As (psuedo-)humanities students, we often found ourselves struggling to find a keyword in a textbook, when it is not in digital form. Creating something that can allow us to find a keyword (and related words) on paper was our goal.
What it does
Using AR and deep learning technologies, we find a user-input string within text on various physical forms, ranging from textbooks to signposts to nutrition facts on soda cans. Upon finding the word, it highlights the keyword. It is also done in real time, so there is virtually no wait.
How we built it
At first, we explored two different approaches. First, we attempted to implement a deep learning model based on a paper (_ An Efficient and Accurate Scene Text Detector _).
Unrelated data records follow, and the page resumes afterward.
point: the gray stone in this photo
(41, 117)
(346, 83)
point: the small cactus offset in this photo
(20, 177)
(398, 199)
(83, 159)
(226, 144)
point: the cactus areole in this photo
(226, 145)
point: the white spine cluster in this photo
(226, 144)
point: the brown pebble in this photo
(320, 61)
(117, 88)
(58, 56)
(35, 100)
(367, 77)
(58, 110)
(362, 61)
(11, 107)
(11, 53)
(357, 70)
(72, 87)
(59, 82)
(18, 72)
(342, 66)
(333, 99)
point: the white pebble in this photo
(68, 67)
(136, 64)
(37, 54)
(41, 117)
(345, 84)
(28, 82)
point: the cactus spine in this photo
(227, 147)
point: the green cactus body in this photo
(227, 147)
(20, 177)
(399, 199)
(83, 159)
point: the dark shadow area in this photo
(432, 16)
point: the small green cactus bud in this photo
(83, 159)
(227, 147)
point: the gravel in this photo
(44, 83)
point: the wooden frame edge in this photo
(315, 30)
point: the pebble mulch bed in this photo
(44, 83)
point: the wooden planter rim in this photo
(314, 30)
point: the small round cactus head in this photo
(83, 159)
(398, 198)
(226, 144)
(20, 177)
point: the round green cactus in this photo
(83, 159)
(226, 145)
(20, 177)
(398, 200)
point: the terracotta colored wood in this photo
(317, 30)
Then we decided to use Firebase, implemented by Google, as our backend engine to process text images. The two approaches ultimately combined to yield optimal results.
Challenges we ran into
We were all somewhat unfamiliar with Android development. The first challenge we ran into was getting Camera to load correctly within the App. We also experienced some issues with memory allocations due to the asynchronous nature of the Firebase library.
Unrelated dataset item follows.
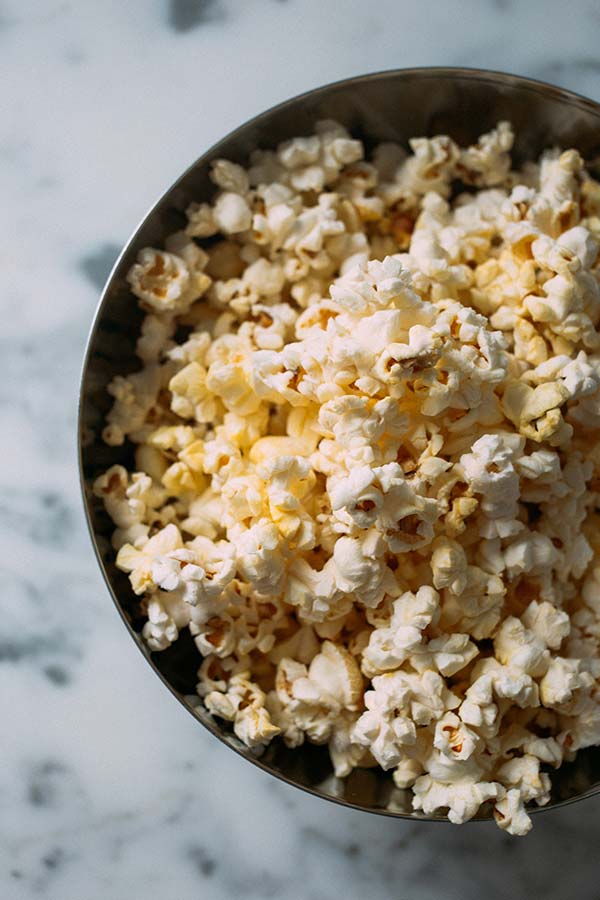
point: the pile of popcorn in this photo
(367, 462)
Accomplishments that we're proud of
During the first phase of our approach, we developed a server/client that takes in a text image and yields somewhat reliable results, albeit the performance was not optimal. We also developed a modified seam carve algorithm that would allow us to carve a picture of text by lines and using threading to improve performance. The two didn't yield lasting results, but as we extended what we learned in class beyond a classroom setting, we were satisfied with the progress we made.
What we learned
We learned how to develop an Android App (what it includes, what to look out for, etc.). We also learned specifics behind OCR and its contemporary approaches to real time text analysis.
What's next for ctrl-F
We are considering using voice input instead of text input as our biggest next step. We are also considering further optimizing so that we can use less memory and CPU time. UI/UX improvement is certainly also on the agenda, along with development for iOS and more traditional AR platforms.